A recent article in the September issue of the CP&A Report is a good example of the comments we have encountered where the authors, Brent Calhoon and Pete McDonald of Navigant Consulting, assert there are four areas that contractors should be aware of and take necessary action:
1. Define and document expected added value. The DOD defines added value as “subcontract management functions” which is distinguished from normal subcontract administration activities such as soliciting, awarding and administering subcontracts. Subcontract management instead is more closely aligned with program and operations management which includes such efforts related to cost, scheduling, quality and technical aspects of contract performance such as defining requirements or deliverables and integrating product and services into higher level contract execution or deliverables. If subcontracts represent a significant portion of contract costs offerors should identify and articulate elements of added value so they can document their intention to add value to their subcontracting efforts.
2. Insist on Alternative 1. When a CO determines a contractor will add value, Alternative 1 of DFARS 252.215-7003 must be used to affirm no excessive pass-through charges exist. The authors point out that there is no language that prohibits post award audit assessments of added value on contracts or subcontracts below the 70 percent reporting threshold. In other words, on post award audits, excessive pass through costs may be unallowable under any circumstance which turns on demonstrating added value not the 70 percent threshold. It is advised this Alt 1 be incorporated into all contracts where subcontract work could be used – not just where the 70 percent threshold applies. The authors state that if Alt 1 is not present then offerors proposing subcontracting of significant amount, say 50 percent, government auditors will be able to second guess added value with the full benefit of hindsight. If the CO does not make an added value determination and use Alt 1 the prime contractor should show in its files evidence of intent of added value for its subcontract efforts.

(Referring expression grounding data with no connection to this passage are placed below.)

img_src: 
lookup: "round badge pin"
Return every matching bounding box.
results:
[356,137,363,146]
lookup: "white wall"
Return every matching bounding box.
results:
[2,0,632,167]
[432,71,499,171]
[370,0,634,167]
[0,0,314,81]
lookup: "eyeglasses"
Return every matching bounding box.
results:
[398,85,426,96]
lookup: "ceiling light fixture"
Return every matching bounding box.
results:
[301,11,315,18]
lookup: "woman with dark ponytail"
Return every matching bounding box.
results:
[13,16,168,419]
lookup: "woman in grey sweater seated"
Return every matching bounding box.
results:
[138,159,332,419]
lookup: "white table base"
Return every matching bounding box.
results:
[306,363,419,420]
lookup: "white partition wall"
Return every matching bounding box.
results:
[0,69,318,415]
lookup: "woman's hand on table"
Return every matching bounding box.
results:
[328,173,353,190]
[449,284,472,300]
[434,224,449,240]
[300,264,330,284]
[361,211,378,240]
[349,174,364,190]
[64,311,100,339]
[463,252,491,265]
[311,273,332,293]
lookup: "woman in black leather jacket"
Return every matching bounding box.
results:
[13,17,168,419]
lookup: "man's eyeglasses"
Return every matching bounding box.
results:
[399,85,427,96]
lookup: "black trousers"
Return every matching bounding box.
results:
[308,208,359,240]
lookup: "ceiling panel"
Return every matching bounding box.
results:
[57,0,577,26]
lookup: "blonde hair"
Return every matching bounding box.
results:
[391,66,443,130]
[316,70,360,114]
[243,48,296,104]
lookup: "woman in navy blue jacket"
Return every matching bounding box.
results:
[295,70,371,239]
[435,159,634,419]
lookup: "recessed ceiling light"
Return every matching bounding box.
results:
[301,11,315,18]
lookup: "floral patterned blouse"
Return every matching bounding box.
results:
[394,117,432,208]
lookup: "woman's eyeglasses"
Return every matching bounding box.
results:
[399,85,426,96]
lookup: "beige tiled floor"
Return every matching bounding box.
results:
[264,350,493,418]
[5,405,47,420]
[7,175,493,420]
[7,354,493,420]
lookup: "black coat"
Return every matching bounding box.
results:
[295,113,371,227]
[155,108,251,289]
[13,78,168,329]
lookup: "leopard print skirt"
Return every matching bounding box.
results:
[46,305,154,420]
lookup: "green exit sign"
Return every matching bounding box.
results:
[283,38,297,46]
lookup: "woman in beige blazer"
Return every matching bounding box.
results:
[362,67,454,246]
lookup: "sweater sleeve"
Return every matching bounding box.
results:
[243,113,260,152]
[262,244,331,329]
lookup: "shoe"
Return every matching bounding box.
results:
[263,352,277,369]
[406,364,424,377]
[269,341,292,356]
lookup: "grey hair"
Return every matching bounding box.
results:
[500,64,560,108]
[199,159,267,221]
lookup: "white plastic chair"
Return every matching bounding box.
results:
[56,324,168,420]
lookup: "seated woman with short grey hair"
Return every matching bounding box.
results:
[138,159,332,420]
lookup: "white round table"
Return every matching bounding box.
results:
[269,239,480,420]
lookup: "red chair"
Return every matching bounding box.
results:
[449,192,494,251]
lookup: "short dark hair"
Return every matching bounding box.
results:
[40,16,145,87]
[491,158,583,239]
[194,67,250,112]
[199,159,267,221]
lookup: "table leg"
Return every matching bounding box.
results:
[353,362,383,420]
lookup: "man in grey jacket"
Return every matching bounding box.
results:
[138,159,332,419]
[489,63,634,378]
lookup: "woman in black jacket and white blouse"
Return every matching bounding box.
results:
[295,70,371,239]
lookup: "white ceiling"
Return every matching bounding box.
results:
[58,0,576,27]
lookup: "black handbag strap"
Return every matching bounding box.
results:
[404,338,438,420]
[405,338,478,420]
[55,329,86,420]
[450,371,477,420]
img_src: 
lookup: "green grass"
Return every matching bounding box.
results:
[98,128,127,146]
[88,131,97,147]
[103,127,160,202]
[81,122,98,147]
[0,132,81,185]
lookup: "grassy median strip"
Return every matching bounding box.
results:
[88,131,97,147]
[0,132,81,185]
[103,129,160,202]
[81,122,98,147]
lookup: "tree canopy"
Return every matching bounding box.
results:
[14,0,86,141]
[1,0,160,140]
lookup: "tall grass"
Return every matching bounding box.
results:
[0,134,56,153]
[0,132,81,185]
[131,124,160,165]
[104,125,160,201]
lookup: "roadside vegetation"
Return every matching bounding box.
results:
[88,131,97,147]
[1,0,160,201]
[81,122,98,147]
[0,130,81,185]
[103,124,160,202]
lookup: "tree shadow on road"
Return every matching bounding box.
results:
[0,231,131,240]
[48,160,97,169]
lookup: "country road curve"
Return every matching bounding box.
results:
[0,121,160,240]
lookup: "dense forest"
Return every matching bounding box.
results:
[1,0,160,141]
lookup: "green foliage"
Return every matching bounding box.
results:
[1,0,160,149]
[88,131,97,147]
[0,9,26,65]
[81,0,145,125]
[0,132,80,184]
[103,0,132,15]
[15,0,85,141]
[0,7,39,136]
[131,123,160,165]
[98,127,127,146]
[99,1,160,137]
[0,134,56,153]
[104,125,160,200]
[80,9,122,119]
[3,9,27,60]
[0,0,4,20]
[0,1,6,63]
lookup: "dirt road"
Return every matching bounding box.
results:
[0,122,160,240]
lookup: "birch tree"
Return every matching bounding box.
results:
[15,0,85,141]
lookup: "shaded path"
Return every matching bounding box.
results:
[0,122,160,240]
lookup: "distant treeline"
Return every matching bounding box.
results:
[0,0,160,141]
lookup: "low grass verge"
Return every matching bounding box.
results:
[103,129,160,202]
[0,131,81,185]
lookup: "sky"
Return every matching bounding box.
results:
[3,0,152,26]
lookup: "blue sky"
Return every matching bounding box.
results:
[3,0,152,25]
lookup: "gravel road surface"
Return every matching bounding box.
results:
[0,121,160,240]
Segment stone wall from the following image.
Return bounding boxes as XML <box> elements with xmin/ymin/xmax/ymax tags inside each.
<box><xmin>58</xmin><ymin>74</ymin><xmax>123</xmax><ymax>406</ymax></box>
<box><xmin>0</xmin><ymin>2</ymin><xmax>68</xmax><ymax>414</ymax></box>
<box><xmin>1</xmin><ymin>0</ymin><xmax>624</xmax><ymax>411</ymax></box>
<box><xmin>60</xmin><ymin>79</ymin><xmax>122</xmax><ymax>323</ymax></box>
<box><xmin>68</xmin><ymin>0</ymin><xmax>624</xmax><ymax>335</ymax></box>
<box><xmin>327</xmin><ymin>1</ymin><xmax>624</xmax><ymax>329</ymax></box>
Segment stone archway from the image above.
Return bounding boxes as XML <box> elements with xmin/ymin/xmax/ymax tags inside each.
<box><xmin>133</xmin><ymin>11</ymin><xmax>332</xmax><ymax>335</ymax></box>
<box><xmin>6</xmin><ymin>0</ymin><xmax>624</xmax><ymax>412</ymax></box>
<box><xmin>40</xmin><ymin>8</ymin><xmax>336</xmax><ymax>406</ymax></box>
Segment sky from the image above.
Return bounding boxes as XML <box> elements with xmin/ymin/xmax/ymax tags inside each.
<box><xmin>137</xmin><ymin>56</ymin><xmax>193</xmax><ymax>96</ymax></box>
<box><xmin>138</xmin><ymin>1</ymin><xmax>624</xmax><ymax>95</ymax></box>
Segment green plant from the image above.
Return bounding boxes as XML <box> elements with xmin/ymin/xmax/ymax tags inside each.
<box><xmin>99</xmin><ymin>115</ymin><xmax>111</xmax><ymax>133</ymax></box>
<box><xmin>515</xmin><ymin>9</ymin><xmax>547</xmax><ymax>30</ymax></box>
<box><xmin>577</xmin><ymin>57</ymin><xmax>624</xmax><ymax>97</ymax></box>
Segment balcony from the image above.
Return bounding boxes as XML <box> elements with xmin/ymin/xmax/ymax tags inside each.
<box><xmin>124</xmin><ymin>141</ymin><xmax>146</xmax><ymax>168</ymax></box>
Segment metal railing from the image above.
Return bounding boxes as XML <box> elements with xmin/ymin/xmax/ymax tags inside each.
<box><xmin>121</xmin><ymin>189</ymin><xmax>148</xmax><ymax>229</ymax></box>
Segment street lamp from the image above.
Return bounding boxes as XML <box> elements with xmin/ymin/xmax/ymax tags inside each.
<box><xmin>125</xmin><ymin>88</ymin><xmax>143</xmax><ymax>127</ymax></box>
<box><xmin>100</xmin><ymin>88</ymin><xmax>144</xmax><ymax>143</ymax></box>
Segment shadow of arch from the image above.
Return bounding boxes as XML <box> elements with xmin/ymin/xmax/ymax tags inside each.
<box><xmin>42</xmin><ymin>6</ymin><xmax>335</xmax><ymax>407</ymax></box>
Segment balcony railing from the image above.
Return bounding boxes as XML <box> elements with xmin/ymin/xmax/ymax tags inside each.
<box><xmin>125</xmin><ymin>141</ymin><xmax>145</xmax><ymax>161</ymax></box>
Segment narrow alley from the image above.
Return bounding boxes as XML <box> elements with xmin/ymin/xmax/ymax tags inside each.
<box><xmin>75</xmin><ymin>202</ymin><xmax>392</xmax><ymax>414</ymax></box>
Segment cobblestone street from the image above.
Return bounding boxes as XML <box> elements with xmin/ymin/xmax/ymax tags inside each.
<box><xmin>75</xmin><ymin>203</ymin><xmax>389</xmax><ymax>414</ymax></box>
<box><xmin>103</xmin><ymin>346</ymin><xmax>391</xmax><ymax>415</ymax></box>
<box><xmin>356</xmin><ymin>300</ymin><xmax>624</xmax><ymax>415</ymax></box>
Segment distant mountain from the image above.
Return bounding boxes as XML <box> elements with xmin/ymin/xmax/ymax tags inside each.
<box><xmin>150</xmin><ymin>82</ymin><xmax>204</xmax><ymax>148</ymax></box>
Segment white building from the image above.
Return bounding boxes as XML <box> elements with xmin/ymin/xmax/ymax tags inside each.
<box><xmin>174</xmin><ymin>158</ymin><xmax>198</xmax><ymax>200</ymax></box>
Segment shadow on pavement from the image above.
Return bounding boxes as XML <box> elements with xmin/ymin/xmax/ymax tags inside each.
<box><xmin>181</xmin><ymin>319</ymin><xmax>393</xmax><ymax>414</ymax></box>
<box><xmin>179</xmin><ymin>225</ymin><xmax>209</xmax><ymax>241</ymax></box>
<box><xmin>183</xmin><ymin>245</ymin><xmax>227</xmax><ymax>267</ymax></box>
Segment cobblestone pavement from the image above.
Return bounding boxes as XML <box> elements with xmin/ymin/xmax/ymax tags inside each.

3. Monitor compliance with the 70 percent rule. Even if a contract or subcontract was below the 70 percent threshold but ultimately exceeds it during performance the 7004 clause requires contractors and subcontractors to verify added value (essentially it’s a reopener clause). So contractors need to monitor the 70 percent threshold by modifying their project cost procedures and contractors need to ensure their subcontractors comply with the 70 percent threshold.
4. Accounting for excess pass through costs. To its credit the DOD has established an all or nothing approach to allowability - any amount of added value that is more than a negligible amount renders all pass-through charges allowable. DOD also states that excessive pass-through charges are not expressly unallowable which makes penalties not applicable.